Animal model	Inserted stent	Purposes	Results	Refs
Healthy rabbit	SEMS with 125I loaded	To evaluate radiotolerance	Caused epithelial hyperplasia and stricture	[90]
Canine stricture	New covered SEMS	To test the antimigration	Half of stents migrated	[91]
Mongrel dogs	New nitinol stent	Anti-postcaustic stricture	Better than unstented group	[92]
Bama mini-pig	Nitinol stents loaded 5-FU or Paclitaxel (PTX)	To investigate tissue response; Drug release	Severe tissue response at the ends; highest drug concentrations in esophagus	[59, 60]
New Zealand rabbits	magnetocaloric nitinol stent with PTX	Drug eluting Release	biocompatible and safe	[93]
Healthy beagle dogs	Covered SEMS	Evaluate safety	No significant radiation toxicity	[94]
Benign dog cardia stricture	paclitaxel or rapamycin-eluting stent	Observe inflammatory reaction	Drug-eluting stent had better outcomes	[95]
A stricture model of rabbit	Three “piece” of SEMS with PLGA treads	Safety of the stent	The degradable part of the stent degraded; stent migrated	[96, 97]
Mini pig	Full covered SEMS	to evaluate the clinical feasibility	Easy deployment;	[82, 98]
Refractory benign strictures in dogs	SEMS, SEPS, BD	To evaluate the complications	50% dogs had complications	[99]
Pig stricture model	ELLA-CS);PLA/PCL BD stent	To treat stricture	Did not prevent high-grade stricture formation.	[100, 101]
Rabbit model.	IN-1233–eluting covered stents	To investigate the efficacy	decreasedtissue hyperplasia	[88]
Dog model	PCDL BD stent	To treat stenosis	The stent recovered its initial shape in vivo	[102]
Malignant rabbit models	SEMS, drug-eluting stent	To image cancer tissue, and treat	Successful in establishing a malignant esophagostenosismodel in rabbits	[7, 81, 103]

From Table 1 we can see that at present, only the rabbit malignant model is a middle animal esophagus tumor model for stent deployment, while most of other animal models used healthy esophagi or benign stricture esophagi.
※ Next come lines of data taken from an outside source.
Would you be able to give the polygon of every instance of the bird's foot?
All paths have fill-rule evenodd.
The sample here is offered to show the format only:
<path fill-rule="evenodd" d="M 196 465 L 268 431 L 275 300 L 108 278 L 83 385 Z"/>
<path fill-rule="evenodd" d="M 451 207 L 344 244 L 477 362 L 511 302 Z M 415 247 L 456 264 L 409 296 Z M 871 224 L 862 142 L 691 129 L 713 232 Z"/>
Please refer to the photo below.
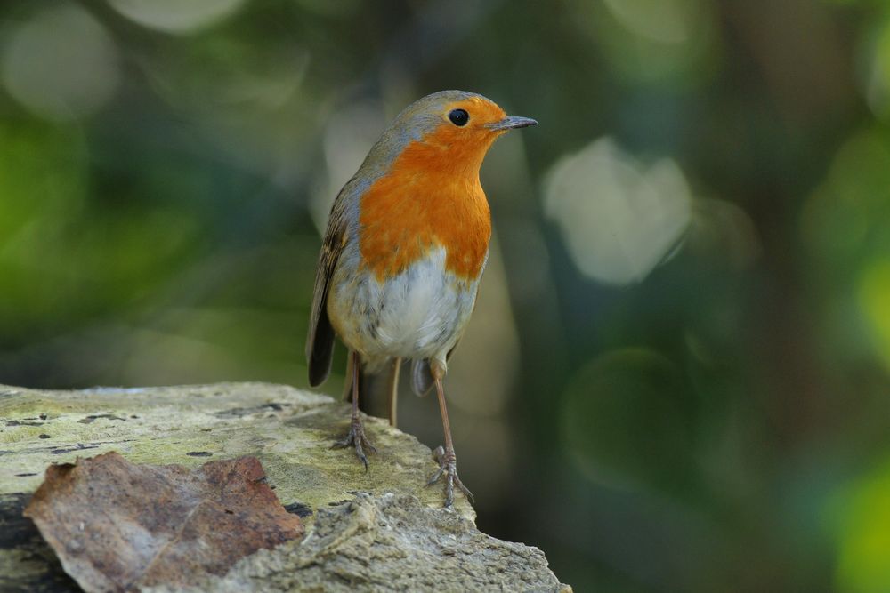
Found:
<path fill-rule="evenodd" d="M 433 452 L 433 458 L 439 464 L 439 471 L 433 475 L 433 477 L 426 483 L 430 486 L 439 481 L 439 478 L 445 476 L 445 506 L 450 507 L 454 504 L 454 487 L 457 486 L 470 501 L 473 501 L 473 493 L 464 485 L 464 483 L 457 477 L 457 458 L 454 454 L 453 448 L 445 449 L 441 445 L 436 447 Z"/>
<path fill-rule="evenodd" d="M 365 456 L 365 449 L 367 448 L 369 453 L 376 453 L 377 452 L 376 448 L 371 442 L 368 440 L 368 437 L 365 436 L 365 426 L 361 423 L 361 418 L 360 416 L 352 416 L 352 422 L 349 429 L 349 434 L 345 437 L 340 439 L 331 445 L 332 449 L 342 449 L 343 447 L 348 447 L 353 445 L 355 447 L 355 454 L 358 456 L 361 462 L 365 464 L 365 471 L 368 471 L 368 457 Z"/>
This is because it is challenging to establish a large animal esophageal cancer model. The challenge is not only because of the complex surgery on a large animal, but also the potential difficulty of inoculating tumor cells or tissue in the orthotopic esophagus for tumor formation. In the future, new animal models or alternative animal modelling technologies still need to be developed and established for esophageal cancer stenting.

4. Conclusion

Esophageal cancer remains a leading cause of cancer-related deaths worldwide. Palliation therapy for dysphagia using esophageal stents including SEMS, SEPS, and biodegradable stents is the current major treatment of choice for those patients with inoperable esophageal malignancies. Although these stents have been used in clinics for years, it is highly needed to develop novel stents that can overcome some complications associated with current stents. In addition to improving the functionality of the drug-loaded stent with markedly reduced adverse effects, new ideal stents will allow to be tailored to individual needs at much lower cost. Additionally, there is an unmet need to develop a large animal esophageal cancer model in vivo and establish a functional esophageal cancer model in vitro to test stents and study esophageal cancers.